In a state as old as Vermont, one must allow for a bit of uncertainty when it comes to long-ago history, and there tends to be some confusion regarding the lineage of the state's oldest inns, taverns, and restaurants. The Dorset Inn, however, appears to be able to lay claim to being the oldest continuously-operating establishment in the state, having served food to its guests since 1796. Throughout its history, the hotel has been quite proud of its culinary offerings, and today is no exception, with New American menus leaning as heavily as possible on regional produce.
At the center of one of the country's most privileged small towns is what claims to be America's oldest continuously-operating inn, in business since 1728. The restaurant's location in Virginia's this-close-to-actually-being-English, rather exclusive hunt country means the Red Fox has had a seriously impressive roster of visitors, presidents, and celebrities galore — many of them no doubt stopping by to try what has been called some of the best fried chicken in the state. Start with a glass of Virginia wine — they've got quite the list.
Back in frontier times, before the busy college town of Bellingham was even incorporated, visitors and locals could depend on an all-hours welcome at this still-busy restaurant and lounge, said to be continuously operating since 1886. Nobody seemed to blink when it moved across the street in 1958, and to this day, you can drop by late into the night for solid, often quite creative diner fare, or cocktails in the pleasingly retro Ranch Room.
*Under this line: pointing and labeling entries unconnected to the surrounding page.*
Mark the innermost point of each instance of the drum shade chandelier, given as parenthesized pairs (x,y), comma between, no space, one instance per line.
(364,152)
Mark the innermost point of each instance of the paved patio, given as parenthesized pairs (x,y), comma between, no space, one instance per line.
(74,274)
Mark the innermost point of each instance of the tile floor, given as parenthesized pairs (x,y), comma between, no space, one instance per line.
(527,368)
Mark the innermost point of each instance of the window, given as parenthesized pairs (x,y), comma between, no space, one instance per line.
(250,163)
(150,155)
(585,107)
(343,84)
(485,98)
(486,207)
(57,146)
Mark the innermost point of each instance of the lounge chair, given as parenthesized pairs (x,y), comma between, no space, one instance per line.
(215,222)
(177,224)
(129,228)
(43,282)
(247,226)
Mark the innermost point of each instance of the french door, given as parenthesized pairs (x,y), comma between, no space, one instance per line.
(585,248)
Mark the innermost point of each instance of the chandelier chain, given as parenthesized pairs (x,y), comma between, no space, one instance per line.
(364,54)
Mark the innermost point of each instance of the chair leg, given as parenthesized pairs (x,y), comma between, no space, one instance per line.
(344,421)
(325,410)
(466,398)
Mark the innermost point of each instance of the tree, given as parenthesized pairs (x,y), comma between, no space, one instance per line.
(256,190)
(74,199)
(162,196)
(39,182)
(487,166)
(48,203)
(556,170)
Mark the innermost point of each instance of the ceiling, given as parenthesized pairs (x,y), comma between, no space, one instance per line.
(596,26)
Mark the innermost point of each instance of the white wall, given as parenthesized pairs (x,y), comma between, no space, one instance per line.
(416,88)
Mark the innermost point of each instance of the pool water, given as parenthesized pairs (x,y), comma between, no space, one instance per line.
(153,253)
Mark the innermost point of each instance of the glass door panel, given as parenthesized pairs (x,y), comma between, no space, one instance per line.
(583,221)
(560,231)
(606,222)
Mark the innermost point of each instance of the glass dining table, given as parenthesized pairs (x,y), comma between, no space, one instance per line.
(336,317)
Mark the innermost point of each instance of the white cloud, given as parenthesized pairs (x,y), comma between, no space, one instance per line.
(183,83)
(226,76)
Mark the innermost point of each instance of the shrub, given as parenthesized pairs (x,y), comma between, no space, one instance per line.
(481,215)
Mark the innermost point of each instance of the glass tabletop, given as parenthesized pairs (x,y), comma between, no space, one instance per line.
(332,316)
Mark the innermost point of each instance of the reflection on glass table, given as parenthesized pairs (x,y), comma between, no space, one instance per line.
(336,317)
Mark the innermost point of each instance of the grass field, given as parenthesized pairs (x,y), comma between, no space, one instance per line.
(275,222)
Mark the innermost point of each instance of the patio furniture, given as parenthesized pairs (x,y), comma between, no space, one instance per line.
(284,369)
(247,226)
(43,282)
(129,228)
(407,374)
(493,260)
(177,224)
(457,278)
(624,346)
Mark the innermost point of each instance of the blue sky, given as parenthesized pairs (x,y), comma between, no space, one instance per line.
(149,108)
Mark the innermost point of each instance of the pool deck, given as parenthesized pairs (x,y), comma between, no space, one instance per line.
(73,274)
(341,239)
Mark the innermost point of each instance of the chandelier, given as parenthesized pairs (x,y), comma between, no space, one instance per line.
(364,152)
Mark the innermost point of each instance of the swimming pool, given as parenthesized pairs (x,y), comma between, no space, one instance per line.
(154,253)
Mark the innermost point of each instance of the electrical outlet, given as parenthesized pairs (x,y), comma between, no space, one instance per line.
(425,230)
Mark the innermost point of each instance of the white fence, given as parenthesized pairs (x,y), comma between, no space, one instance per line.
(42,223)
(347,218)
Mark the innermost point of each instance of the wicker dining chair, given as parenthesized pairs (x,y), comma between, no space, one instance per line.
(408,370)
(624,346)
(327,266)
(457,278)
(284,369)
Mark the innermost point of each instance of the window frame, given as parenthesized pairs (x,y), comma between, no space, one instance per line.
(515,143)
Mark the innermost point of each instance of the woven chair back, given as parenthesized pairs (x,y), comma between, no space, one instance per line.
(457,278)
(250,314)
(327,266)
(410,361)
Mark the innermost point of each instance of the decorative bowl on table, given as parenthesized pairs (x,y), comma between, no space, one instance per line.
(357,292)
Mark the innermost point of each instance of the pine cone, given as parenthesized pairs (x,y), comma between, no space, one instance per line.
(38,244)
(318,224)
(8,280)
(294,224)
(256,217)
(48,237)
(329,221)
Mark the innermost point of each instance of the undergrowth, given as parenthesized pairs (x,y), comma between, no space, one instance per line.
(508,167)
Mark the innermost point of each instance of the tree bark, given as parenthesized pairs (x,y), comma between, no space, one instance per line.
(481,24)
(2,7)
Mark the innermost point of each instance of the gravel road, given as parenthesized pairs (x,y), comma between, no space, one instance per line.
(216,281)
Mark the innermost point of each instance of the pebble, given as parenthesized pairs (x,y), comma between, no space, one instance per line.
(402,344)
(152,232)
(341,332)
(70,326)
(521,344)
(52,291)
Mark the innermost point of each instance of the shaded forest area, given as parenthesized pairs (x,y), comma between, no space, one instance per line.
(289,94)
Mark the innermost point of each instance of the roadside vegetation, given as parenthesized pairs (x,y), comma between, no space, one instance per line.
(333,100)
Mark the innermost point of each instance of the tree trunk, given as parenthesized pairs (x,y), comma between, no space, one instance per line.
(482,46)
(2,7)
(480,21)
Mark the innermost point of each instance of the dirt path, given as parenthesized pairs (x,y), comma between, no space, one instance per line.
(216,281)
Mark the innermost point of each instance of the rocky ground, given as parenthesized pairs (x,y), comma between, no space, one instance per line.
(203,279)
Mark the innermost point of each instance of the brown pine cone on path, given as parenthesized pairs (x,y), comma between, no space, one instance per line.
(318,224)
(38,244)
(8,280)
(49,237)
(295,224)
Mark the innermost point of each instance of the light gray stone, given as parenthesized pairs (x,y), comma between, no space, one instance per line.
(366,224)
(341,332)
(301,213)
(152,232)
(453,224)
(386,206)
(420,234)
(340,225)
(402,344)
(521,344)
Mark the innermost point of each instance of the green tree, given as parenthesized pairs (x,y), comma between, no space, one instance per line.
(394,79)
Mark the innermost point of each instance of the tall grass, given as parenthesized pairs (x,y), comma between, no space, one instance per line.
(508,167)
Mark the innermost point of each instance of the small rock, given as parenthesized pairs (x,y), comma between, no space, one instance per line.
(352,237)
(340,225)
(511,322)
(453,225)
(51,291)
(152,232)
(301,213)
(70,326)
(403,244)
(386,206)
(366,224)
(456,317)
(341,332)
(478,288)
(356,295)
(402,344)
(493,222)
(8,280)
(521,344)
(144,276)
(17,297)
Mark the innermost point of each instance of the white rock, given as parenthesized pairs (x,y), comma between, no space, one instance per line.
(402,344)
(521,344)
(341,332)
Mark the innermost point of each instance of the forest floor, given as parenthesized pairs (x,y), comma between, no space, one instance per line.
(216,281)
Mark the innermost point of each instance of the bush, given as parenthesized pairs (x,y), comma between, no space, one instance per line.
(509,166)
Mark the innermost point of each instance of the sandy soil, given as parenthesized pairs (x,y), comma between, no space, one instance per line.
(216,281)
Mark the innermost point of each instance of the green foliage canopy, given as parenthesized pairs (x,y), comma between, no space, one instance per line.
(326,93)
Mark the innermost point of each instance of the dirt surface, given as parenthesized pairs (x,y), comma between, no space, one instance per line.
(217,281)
Expanded, renovated, rebuilt, reimagined — everything that could happen to a neighborhood bar has happened to this Parkersburg institution since 1899. There's very little left about the place, save for legend, to tell you that you're in the state's oldest bar, which has also been one of West Virginia's most successful microbreweries since the 1990s. No matter — this is definitely, very legitimately, a piece of West Virginia history, and no matter what it might look like now — a popular brew pub, with a complete menu — it still has one very important thing in common with its earliest days as a simple, local tap: people really like hanging out here.
Back in the 1840s, when Waukesha County's Lake Country was the preferred summer destination for Milwaukee's high society, brewer Frederick Pabst set his eye on the old Nashotah Hotel, which had been going strong for fifty years already, thanks to its location along a popular trading route. The Pabst family owned and operated the premises for just a decade or so but their rebrand stuck, and so did the restaurant. The current owners have been at it for over a quarter century now, and with the region essentially a bedroom community for Milwaukee, the Red Circle is more than just a historic curiosity — it's essential dining (quality steaks, seafood, some minor twists) in the region, offering a more formal dining room and a laid-back bistro experience. Save room for souffle.
Back in frontier times, the town of Hartville, roughly one hundred miles north of Cheyenne, was about as wild a town as you might expect to find in the Wyoming Territory, offering a great deal more excitement than you might expect from a settlement of a few hundred frontiersmen and women. Today, there isn't much left to Wyoming's oldest surviving incorporated town, save a few dozen holdouts, the local town hall, a post office, and this treasured old haunt from 1862, both Wyoming's oldest surviving bar and restaurant. Stop in for steaks — USDA Prime Black Angus, and they're super proud about this — wedge salads, and reasonably priced wines by the bottle.